Die telepathischen Fähigkeiten befinden sich weniger unter bewußter Kontrolle, sondern funktionieren eher unwillkürlich. Sie werden durch die Anwesenheit von Fremden oder durch irgend etwas anderes in Gang gesetzt, das die Gogleskaner unterbewußt als Bedrohung empfinden, was bei einer Spezies, die über dermaßen wenig Körperkraft verfügt, praktisch alles ist.
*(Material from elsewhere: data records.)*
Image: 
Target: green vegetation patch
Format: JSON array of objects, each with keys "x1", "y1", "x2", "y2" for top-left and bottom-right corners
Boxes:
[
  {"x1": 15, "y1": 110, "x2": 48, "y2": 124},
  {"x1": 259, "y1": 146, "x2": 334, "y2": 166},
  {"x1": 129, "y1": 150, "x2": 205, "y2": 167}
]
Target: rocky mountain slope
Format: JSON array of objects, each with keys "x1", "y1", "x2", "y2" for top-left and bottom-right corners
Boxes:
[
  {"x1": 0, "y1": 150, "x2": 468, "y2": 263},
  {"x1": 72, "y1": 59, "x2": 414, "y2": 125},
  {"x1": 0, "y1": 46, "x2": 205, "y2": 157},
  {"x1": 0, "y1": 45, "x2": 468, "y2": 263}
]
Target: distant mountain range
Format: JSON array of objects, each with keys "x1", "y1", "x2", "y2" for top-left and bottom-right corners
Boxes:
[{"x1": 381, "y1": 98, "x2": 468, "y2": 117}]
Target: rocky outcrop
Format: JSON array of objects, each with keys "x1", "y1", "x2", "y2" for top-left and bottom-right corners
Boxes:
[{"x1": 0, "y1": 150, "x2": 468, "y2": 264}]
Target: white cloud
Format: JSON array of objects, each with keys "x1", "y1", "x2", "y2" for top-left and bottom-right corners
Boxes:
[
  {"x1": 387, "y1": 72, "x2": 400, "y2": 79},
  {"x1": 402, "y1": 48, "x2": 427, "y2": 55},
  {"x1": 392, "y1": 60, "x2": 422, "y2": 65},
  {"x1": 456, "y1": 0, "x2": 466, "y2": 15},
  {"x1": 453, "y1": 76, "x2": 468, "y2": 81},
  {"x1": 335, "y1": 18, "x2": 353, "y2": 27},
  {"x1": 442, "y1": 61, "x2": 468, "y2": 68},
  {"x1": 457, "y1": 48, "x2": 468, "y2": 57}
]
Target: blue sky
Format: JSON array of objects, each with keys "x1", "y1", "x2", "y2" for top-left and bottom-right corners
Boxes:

Kann der Auszubildende die Schwierigkeit der Gogleskanerin verstehen und sich gedulden?“

„Das Verständnis dafür ist vorhanden und.“, setzte Lioren zu einer Antwort an.

„Dann kann das Thema erörtert werden“, unterbrach ihn Khone. „Aber nur, wenn die Patientin genügend über den Auszubildenden weiß, um die Augen schließen und das Wesen sehen zu können, das in der optisch entsetzlichen Gestalt steckt, um so die instinktive Kurzschlußreaktion zu umgehen, zu der es ansonsten käme.“

„Das Verständnis dafür ist vorhanden“, wiederholte Lioren. „Der Auszubildende wird die Fragen der Patientin mit Vergnügen beantworten.“

Bevor die Gogleskanerin fortfuhr, stellte sie sich auf die kurzen Beine, wodurch sie einige Zentimeter größer wurde, und ging ein paar Schritte zur Seite, um auf diese Weise offenbar einen besseren Blick auf Liorens Unterkörper zu haben, der für sie bisher durch einen der Bildschirme verdeckt worden war.

„Die erste Frage lautet, was wird der Auszubildende nach seiner Lehre sein?“ erkundigte sie sich.

„Ein Psychologe“, antwortete Lioren.

„Das ist keine Überraschung“, sagte Khone.